BASF and Eramet have initiated a feasibility study on building an HPAL plant at Weda Bay, Indonesia with a base metal refinery at a location to be determined. The HPAL plant would process locally secured mining ore from the Weda Bay deposit to produce a nickel and cobalt intermediate. Projected capacity is 42,000 t/a of nickel and 5,000 t/a of cobalt, with a potential start-up in 2026.
In addition to these, there are a number of other more speculative projects in both Indonesia and Australia which are at the feasibility study stage.
Acid impact
Sulphuric acid consumption in HPAL is around 260-400 kg/tonne of ore processed, depending on the rock grade and reaction conditions, which translates to around 30-40 tonnes of acid per tonne of nickel produced. As Table 2 shows, plants recently finished or currently under construction will add 165,000 t/a of HPAL nickel over the next few years, with another 100,000 t/a of potential additional capacity from 2025-26. In theory, this represents several million t/a of additional sulphuric acid demand, and with most HPAL units likely to work off captive sulphur burning acid plants, perhaps 2-3 million t/a of sulphur demand.
The caveat is of course the difficulty and reliability of the HPAL process. Historically it has required an average of four years to achieve 80% of nameplate capacity for existing HPAL producers, and although some have been considerably faster, Murrin Murrin in Australia took seven years to achieve more than 50% capacity. Even so, this could represent an additional 5 million t/a of acid demand. CRU is forecasting that total acid demand from the battery metals sector could reach 11 million t/a by 2025, double what it was in 2020.

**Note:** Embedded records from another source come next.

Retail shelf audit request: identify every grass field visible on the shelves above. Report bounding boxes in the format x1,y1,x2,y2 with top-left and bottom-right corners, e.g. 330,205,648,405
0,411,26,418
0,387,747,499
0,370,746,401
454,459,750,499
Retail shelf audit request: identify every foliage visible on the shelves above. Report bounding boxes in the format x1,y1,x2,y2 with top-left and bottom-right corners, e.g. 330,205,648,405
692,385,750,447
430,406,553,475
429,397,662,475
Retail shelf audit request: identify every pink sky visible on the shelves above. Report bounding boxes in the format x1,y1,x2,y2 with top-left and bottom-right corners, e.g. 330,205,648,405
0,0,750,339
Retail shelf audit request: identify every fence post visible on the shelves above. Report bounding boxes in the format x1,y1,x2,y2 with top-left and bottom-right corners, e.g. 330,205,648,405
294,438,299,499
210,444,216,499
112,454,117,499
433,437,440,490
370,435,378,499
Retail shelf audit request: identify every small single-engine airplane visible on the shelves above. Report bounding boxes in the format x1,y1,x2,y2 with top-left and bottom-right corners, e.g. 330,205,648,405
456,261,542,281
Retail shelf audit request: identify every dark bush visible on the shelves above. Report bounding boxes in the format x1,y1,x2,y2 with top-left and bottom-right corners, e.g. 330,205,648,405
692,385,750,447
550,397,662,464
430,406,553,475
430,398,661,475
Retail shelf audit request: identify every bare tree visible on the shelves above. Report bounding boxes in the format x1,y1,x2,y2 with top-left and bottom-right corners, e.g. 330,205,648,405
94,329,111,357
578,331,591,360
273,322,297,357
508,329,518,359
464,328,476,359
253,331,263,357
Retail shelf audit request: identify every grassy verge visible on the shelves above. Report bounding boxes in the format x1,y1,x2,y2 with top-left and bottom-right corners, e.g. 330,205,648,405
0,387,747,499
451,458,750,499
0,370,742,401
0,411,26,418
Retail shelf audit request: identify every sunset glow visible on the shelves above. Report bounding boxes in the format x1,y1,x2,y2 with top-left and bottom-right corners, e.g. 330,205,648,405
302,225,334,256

With potential shortfalls looming, nickel prices are forecast to remain high for the next few years, especially for the purest grades, and this should continue to allow HPAL projects to be financed and built, and, indeed, may encourage more new project developments. With electric vehicle uptake to represent around 40% of all new vehicles by 2020, it looks as if this sector of the acid market may be about to take off.